A huge number of coding interview problems involve dealing with Permutations and Combinations of a given set of elements. This pattern describes an efficient backtracking approach to handle all these problems.

function backtrack(startIndex) {
  if (shouldEnd()) {
    handleResult();
    return;
  }

  for (let i = startIndex; i < choices.length; i++) {
    doChoice(i);
    used[i] = true;
    backtrack(i + 1);
    revertChoice(i);
    used[i] = false;
  }
}

These questions are all related to choices, we can think about the process as a decision tree (check explanation in 78_subsets), every step we have some choices to choose, we go downwards first to choose one choice each step, after reaching the leaf (all choices are chosen at one branch), then we go upward again to choose other choices.

The key difference between the subset/permutation/combination problems is the loop variable i above, take [1, 2, 3] as input array:

• subset: the final result is [ [], [1], [1, 2], [1, 2, 3], [2], [2, 3], [3] ], i should start with startIndex because once 1 is processed (starting from 1), 1 won't be appeared again when we process 2, and every time we hit backtrack the result should be pushed to the final array.
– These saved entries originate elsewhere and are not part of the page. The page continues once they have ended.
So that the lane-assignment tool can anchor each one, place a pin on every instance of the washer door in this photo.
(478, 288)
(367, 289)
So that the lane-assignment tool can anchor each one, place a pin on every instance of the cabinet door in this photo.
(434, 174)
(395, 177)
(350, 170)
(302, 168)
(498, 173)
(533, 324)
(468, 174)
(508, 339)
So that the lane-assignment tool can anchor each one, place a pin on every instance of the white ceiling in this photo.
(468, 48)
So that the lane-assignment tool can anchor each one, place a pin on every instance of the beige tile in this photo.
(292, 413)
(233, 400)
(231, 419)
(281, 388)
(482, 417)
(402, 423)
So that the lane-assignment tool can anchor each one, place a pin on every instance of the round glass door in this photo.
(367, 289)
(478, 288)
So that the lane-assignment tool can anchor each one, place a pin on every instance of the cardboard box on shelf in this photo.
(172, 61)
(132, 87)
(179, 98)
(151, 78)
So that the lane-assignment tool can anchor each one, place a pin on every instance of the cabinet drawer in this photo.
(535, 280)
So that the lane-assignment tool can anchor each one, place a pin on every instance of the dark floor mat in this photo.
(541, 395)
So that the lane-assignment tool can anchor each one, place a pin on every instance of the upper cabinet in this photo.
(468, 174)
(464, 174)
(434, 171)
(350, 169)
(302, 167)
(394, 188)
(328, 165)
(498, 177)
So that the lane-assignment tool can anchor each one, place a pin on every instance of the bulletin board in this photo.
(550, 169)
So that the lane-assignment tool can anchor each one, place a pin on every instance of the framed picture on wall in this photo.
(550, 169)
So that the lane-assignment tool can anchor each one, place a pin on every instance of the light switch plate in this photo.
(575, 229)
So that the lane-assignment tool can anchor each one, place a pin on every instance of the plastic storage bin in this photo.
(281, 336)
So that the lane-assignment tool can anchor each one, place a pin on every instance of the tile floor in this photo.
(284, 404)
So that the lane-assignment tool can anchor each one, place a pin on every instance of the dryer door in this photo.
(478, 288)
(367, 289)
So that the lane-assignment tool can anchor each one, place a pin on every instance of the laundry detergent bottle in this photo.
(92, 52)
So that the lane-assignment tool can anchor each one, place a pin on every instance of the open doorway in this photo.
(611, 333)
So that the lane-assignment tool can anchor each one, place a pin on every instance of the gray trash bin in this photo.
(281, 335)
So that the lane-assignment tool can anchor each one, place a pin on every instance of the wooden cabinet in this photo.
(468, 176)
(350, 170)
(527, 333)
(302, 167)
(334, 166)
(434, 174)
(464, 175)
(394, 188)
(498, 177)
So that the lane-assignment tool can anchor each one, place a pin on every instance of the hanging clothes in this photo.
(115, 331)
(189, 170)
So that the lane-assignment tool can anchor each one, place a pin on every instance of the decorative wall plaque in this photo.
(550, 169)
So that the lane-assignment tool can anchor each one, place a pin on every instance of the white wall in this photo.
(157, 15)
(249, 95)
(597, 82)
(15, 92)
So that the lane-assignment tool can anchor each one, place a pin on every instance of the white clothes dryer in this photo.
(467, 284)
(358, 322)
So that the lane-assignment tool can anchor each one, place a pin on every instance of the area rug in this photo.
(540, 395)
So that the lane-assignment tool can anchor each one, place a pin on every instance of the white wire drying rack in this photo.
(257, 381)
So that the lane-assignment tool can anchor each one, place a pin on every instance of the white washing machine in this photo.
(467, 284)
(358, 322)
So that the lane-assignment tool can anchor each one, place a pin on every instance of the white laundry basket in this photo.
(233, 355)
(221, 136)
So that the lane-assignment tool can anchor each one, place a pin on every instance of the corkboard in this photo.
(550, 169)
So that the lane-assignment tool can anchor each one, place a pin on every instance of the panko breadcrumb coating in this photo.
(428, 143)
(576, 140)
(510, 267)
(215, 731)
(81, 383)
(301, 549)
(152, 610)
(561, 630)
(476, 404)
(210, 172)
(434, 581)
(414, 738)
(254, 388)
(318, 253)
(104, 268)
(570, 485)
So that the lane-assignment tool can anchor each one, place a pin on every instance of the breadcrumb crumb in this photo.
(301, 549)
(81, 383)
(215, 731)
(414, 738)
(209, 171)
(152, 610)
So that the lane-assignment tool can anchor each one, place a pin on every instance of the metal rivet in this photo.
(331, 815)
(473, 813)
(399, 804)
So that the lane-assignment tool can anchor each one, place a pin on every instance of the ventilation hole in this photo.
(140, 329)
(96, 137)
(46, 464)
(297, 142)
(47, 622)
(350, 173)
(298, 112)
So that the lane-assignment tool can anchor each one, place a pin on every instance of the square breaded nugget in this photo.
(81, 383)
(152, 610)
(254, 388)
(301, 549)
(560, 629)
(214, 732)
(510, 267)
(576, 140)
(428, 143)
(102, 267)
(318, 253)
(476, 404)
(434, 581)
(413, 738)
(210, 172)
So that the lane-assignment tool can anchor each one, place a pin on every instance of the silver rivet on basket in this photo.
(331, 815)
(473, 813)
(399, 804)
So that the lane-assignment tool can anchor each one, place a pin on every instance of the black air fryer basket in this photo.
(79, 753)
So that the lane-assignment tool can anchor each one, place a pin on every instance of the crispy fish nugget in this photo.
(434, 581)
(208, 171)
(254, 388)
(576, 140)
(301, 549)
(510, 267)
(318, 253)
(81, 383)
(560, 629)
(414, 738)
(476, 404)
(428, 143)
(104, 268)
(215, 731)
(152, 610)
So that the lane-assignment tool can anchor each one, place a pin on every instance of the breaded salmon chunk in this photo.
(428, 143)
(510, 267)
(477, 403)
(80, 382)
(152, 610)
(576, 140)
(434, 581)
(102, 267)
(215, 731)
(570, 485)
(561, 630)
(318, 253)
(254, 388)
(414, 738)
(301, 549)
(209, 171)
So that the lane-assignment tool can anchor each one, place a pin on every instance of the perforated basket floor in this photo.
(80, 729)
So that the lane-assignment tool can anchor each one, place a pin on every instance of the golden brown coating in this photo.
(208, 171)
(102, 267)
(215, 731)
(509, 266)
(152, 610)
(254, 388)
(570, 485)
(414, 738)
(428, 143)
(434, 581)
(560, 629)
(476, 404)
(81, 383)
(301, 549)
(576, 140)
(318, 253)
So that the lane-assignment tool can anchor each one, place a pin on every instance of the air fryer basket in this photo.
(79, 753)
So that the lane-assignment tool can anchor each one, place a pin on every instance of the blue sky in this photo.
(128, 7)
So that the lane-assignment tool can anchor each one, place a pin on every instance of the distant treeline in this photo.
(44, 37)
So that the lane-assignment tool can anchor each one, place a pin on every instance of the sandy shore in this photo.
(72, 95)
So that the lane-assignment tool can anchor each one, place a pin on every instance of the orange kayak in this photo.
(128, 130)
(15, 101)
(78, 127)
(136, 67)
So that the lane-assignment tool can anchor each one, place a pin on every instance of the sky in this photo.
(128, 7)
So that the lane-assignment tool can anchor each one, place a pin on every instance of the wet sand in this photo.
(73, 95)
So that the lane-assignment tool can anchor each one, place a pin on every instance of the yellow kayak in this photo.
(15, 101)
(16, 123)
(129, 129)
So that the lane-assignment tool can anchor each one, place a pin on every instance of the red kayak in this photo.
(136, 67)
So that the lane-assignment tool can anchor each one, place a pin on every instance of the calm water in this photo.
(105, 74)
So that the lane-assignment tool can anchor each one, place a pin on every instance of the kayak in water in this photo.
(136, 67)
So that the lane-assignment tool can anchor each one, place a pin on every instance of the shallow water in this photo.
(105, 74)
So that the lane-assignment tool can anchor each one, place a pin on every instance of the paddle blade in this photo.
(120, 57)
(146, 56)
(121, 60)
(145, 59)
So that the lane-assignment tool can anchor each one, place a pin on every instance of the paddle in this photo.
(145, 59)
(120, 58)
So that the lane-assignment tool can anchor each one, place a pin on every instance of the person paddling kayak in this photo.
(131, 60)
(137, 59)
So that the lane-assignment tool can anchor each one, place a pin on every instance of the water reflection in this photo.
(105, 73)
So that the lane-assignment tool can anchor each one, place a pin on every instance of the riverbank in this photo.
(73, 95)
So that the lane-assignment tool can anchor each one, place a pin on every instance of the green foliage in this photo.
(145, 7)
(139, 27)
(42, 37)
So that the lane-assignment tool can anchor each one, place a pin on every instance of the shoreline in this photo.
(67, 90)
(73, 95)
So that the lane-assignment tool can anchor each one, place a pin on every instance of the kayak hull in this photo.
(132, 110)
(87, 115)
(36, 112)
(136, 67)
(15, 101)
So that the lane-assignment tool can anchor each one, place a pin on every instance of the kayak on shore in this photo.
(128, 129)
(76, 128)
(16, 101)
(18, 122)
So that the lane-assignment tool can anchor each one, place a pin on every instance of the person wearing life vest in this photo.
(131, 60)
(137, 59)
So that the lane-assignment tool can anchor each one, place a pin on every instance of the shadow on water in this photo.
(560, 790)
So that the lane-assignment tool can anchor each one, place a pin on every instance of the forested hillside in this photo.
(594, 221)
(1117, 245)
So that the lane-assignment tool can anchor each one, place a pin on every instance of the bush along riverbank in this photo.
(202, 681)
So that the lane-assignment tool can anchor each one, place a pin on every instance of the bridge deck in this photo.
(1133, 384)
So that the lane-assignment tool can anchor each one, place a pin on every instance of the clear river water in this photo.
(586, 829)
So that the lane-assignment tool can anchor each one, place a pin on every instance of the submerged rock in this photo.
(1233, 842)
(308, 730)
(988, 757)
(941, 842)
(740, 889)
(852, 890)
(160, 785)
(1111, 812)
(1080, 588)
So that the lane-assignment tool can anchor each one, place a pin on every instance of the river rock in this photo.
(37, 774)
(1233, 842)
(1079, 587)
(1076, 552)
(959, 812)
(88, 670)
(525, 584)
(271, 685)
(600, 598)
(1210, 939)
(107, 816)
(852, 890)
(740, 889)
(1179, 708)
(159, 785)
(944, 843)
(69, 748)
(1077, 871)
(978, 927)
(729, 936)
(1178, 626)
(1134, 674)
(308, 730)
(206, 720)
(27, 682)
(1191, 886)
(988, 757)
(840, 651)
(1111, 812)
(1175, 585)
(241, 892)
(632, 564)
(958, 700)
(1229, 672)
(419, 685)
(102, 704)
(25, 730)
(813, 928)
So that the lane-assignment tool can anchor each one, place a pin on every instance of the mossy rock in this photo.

In addition, no used is required because i starts from startIndex.
• permutation: the final result is [ [1, 2, 3], [1, 3, 2], [2, 1, 3]. [2, 3, 1], [3, 1, 2], [3, 2, 1] ], i should always start from index 0, cause once 1 is processed, it can still be appeared when we process 2. used is required because i always starts from 0, we need to know if i is already used or not. In addition, result is only needed to be handled when it contains 3 numbers in it.
• combination: the final result is [ [1, 2], [2, 3], [1, 3] ] if we are trying to find the combination of 2. This is pretty similar as subsets, the only difference is we need to handle result when it already contains 2 numbers in it.